What are you comparing it to? Low-level/high-level is not a binary switch, it's a spectrum; exactly how many languages are lower-level than C and how many are higher?
Arguably then only High-level Assembly [1] meets the criteria. Or perhaps micro-coding.
That said with caches, branch predictors, register renaming, op-cracking, reordering, it's hard to say that assembly language is even low-level anymore because it's significantly abstracted over what is going to occur in the chip.
> Hasn't this been debunked multiple times already?
No. One of the main problems with the C user base is that there's a sizable number of developers who attach some sort of special status to C as the closest thing to assembly language and get incredibly belligerent with compilers when they fail to reproduce the exact assembly they were expecting. (Cryptographers angry that the compiler is getting rid of their constant-time tricks is one of the more notable cases, no matter how many times compiler vendors keep saying "stop using C if you want constant time, we don't guarantee it, we won't guarantee it").

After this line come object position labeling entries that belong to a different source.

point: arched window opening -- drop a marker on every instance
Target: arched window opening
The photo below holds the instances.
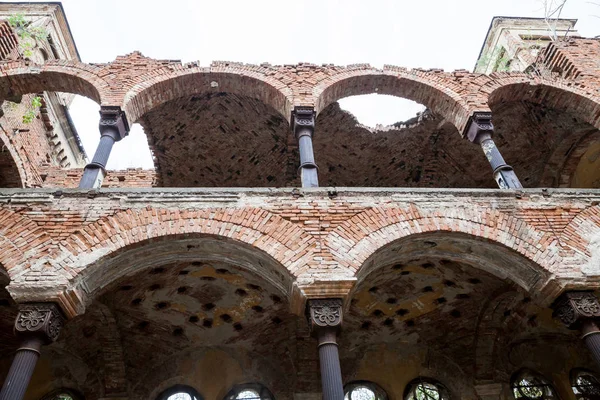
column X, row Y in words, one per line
column 363, row 390
column 180, row 392
column 379, row 111
column 585, row 385
column 131, row 152
column 249, row 391
column 426, row 389
column 63, row 394
column 528, row 385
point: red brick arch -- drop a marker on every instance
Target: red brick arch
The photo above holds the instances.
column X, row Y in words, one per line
column 437, row 90
column 18, row 78
column 560, row 94
column 581, row 231
column 90, row 250
column 357, row 239
column 169, row 84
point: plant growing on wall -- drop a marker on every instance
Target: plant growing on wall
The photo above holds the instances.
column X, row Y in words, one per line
column 27, row 33
column 28, row 37
column 29, row 116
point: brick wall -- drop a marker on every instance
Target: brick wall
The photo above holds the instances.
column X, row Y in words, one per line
column 322, row 238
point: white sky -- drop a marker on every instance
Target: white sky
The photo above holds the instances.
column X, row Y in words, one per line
column 425, row 33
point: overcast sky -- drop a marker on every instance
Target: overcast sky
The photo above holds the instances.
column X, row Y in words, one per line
column 444, row 34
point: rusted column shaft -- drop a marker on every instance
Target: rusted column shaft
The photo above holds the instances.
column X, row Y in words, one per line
column 581, row 310
column 303, row 124
column 325, row 319
column 113, row 127
column 591, row 337
column 36, row 324
column 21, row 370
column 329, row 359
column 480, row 131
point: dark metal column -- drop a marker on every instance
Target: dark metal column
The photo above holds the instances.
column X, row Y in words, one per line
column 325, row 318
column 113, row 127
column 36, row 324
column 303, row 124
column 581, row 310
column 479, row 131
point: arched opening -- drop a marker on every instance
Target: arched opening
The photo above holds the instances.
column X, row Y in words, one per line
column 364, row 390
column 530, row 385
column 249, row 391
column 180, row 392
column 380, row 112
column 423, row 388
column 547, row 135
column 220, row 139
column 197, row 310
column 424, row 149
column 418, row 309
column 63, row 394
column 130, row 153
column 37, row 131
column 585, row 384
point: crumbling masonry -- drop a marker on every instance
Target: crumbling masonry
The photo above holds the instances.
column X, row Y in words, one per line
column 280, row 247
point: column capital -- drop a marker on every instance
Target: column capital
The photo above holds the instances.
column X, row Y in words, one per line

> What are you comparing it to?
The reality is that C isn't meaningfully closer to assembly language than just about any other non-runtime based language--things like Fortran, Pascal, Rust, Zig, etc. are all around as good as C at representing machine hardware. Honestly, I'd say Rust is marginally better than C, by virtue of the fact that it allows multiple return types and lacks some of the implicit conversion inanities of C.
> Uh, okay, then what is?
The closest notable language you'll probably find is... LLVM IR (although I'd caveat that with LLVM IR isn't meant to actually be written by hand). LLVM does hew too close to the C abstract machine to be truly effective in this role, but it does make the crucial first step of having a distinction between registers and memory that is absent in all of the regular programming languages I'm aware of.
By raw compute power though it's pretty much x86, ARM, and whatever proprietary internal machine code Nvidia and AMD use on their GPUs that make up the vast majority.